Data from: Population divergence in compensatory growth responses and their costs in sticklebacks
Ab Ghani, Nurul Izza; Merilä, Juha (2015), Data from: Population divergence in compensatory growth responses and their costs in sticklebacks, Dryad, Dataset, https://doi.org/10.5061/dryad.40r32
Compensatory growth (CG) may be an adaptive mechanism that helps to restore an organisms’ growth trajectory and adult size from deviations caused by early life resource limitation. Yet, few studies have investigated the genetic basis of CG potential and existence of genetically based population differentiation in CG potential. We studied population differentiation, genetic basis, and costs of CG potential in nine-spined sticklebacks (Pungitius pungitius) differing in their normal growth patterns. As selection favors large body size in pond and small body size in marine populations, we expected CG to occur in the pond but not in the marine population.

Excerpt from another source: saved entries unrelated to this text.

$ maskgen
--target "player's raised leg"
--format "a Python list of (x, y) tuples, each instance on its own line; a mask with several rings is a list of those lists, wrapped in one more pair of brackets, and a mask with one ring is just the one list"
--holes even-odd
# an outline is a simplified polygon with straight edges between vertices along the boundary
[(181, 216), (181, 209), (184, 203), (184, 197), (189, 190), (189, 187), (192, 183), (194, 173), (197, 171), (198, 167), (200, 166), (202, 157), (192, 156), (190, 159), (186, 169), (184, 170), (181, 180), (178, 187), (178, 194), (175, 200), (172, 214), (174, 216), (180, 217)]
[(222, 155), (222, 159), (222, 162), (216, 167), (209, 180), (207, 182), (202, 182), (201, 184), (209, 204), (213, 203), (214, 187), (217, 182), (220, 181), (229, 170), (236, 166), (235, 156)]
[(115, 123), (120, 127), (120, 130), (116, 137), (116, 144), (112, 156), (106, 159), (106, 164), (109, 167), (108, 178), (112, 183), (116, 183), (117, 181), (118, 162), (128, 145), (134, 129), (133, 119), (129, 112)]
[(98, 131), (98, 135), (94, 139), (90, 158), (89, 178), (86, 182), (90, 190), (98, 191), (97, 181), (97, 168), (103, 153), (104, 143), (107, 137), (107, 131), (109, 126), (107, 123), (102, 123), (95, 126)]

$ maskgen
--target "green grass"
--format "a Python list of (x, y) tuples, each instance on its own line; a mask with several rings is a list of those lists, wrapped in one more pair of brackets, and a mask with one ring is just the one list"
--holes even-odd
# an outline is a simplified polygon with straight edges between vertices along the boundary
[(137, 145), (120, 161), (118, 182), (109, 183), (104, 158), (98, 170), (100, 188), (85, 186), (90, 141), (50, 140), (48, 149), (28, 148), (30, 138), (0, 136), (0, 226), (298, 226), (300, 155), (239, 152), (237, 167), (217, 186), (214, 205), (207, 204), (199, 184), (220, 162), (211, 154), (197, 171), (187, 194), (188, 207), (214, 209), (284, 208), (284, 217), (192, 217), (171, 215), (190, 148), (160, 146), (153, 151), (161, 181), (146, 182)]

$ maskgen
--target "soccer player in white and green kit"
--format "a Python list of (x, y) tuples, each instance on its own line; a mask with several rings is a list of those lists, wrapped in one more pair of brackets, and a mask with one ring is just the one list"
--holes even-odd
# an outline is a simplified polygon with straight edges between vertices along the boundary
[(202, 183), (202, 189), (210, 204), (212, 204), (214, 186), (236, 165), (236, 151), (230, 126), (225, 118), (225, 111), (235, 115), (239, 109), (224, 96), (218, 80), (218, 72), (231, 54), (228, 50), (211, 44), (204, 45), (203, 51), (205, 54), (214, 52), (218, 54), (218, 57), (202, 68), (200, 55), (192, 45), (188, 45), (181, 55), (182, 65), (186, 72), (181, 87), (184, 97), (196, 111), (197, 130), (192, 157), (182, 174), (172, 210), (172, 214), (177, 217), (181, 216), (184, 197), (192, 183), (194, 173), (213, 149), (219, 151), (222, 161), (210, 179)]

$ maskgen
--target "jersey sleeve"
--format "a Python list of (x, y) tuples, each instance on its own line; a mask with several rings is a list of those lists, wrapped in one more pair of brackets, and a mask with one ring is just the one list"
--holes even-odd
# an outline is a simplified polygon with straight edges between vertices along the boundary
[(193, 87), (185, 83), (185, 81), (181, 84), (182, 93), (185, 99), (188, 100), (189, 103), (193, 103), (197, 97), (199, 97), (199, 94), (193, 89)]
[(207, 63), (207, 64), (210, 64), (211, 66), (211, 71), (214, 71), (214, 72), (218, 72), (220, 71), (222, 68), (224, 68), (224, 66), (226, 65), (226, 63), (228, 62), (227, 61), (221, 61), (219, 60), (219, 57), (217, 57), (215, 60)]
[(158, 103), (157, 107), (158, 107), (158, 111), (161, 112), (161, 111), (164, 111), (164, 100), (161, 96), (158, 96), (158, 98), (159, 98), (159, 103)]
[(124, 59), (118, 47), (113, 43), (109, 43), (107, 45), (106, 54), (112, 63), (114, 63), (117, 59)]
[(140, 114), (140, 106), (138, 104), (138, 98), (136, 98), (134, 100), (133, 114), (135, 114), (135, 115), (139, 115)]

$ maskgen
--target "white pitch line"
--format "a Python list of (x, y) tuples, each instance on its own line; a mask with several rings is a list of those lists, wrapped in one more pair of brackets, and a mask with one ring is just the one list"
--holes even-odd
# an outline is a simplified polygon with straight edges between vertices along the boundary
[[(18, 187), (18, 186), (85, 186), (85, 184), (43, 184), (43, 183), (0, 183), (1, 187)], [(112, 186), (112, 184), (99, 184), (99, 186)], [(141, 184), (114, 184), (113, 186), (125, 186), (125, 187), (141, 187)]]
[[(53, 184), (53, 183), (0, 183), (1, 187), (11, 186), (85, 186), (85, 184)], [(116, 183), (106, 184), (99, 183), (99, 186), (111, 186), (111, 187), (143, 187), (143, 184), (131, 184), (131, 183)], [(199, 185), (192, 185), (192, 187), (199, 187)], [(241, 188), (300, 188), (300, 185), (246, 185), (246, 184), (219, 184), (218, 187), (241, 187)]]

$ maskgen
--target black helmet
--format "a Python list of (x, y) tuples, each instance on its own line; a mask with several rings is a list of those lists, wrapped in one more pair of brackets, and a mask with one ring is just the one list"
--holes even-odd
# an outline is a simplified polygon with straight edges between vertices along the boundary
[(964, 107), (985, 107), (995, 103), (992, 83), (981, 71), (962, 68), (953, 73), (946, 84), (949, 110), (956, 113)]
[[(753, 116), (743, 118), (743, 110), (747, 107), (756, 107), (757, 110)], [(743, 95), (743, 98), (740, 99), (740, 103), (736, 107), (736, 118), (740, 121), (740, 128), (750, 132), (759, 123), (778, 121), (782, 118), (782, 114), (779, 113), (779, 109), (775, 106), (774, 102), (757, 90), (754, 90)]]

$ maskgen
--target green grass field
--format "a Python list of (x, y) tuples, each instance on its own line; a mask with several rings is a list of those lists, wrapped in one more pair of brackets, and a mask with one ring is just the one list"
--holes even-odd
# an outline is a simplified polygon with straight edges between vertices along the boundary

By manipulating feeding conditions (viz. high, low and recovery feeding treatments), we found clear evidence for CG in the pond but not in the marine population, as well as evidence for catch-up growth (i.e., size compensation without growth acceleration) in both populations. In the marine population, overcompensation occurred individuals from the recovery treatment grew eventually larger than those from the high feeding treatment. In both populations, the recovery feeding treatment reduced maturation probability. The recovery feeding treatment also reduced survival probability in the marine but not in the pond population. Analysis of interpopulation hybrids further suggested that both genetic and maternal effects contributed to the population differences in CG. Hence, apart from demonstrating intrinsic costs for recovery growth, both genetic and maternal effects were identified to be important modulators of CG responses. The results provide an evidence for adaptive differentiation in recovery growth potential.